Alternatively, maybe twin subjects of a verb may be given, separated by a comma, but with no conjunction? (I think this is what previous participants in this thread alluded to, but while agreeing with them, I'm suggesting an alternative explanation that the noun работа is just a restatement of the subject. I'm happy to be told my solution is wrong, by the way.)


----------



## nizzebro

pimlicodude said:


> Here, the most difficult thing for me is finding a natural translation of "поисковых экспедиций", as an "expedition" would be most likely to the Antarctic, not to government archives


Поисковая экспедиция in my understanding is not that to government archives but namely expedition as a (re)search cruise, due to the adjective used for a search around the region/country: поисковая группа - search party (and экспедиция is as well used for an expedition party), поисковая операция - search operation etc. So in the original context it should mean searching for graves, questioning witnesses/relatives of them and like; archives might also be included, but along with экспедиция it is anyway something remote.


----------



## pimlicodude

nizzebro said:


> Поисковая экспедиция in my understanding is not that to government archives but namely expedition as a (re)search cruise, due to the adjective used for a search around the region/country: поисковая группа - search party (and экспедиция is as well used for an expedition party), поисковая операция - search operation etc. So in the original context it should mean searching for graves, questioning witnesses/relatives of them and like; archives might also be included, but along with экспедиция it is anyway something remote.

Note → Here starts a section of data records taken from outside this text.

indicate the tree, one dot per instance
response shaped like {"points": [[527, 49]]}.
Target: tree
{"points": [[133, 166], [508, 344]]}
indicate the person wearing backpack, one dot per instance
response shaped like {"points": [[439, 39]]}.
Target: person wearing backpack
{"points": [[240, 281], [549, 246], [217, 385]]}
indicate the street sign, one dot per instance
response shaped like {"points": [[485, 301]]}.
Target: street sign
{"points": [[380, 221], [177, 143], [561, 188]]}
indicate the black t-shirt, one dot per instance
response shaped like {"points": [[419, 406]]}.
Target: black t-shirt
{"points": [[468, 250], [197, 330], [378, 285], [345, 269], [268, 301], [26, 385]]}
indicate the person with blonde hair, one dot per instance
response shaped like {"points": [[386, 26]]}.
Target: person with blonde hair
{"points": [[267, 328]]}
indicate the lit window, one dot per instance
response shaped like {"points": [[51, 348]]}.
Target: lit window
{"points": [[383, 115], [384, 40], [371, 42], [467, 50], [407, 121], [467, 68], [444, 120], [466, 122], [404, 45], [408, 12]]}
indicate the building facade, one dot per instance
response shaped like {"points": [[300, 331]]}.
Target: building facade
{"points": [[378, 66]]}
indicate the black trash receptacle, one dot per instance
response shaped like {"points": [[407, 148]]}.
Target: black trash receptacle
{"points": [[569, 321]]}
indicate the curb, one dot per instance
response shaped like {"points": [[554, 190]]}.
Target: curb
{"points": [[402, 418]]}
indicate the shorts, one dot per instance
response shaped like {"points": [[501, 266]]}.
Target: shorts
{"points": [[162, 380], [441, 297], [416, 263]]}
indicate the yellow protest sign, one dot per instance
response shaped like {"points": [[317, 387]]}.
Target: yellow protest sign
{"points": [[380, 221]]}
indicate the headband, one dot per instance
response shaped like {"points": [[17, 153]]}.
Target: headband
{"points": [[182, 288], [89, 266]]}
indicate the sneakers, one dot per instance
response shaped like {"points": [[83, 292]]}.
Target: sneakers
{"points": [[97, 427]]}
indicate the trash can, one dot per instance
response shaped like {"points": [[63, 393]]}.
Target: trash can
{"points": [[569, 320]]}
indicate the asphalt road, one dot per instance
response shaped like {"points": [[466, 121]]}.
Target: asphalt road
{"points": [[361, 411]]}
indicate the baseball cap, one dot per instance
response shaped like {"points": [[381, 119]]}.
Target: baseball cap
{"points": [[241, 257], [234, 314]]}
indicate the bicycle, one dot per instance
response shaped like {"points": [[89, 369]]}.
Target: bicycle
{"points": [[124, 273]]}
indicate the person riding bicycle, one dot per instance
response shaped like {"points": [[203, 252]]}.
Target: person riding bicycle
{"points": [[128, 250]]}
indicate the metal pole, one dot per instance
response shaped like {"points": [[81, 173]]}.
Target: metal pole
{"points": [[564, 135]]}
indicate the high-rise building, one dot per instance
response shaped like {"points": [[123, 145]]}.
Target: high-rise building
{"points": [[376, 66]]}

OK, thanks. So it is something quite different from the declassification of the archives per se. I see.


----------



## Rosett

_Рассекречивание, которое …,  работа поисковых экспедиций позволяет …
Рассекречивание, которое… , и работа поисковых экспедиций позволяет …_


> So it is something quite different from the declassification of the archives per se.


Отнюдь.
_Поисковые экспедиции _are the organized field units of experienced professionals and freelance diggers who are searching for and excavating the artifacts in the battlefields, providing their results such as bones of the dead (especially, those found in the mass graves,) uniforms and clothing, arms, weapons, ammunition, documents and papers, personal belongings, awards (orders, medals etc,) to investigators, prosecutors and historians as a relevant material evidence of military actions to incriminate those responsible, pursuing the same goal as that of declassification of the archives, given the context of foregoing wars.


----------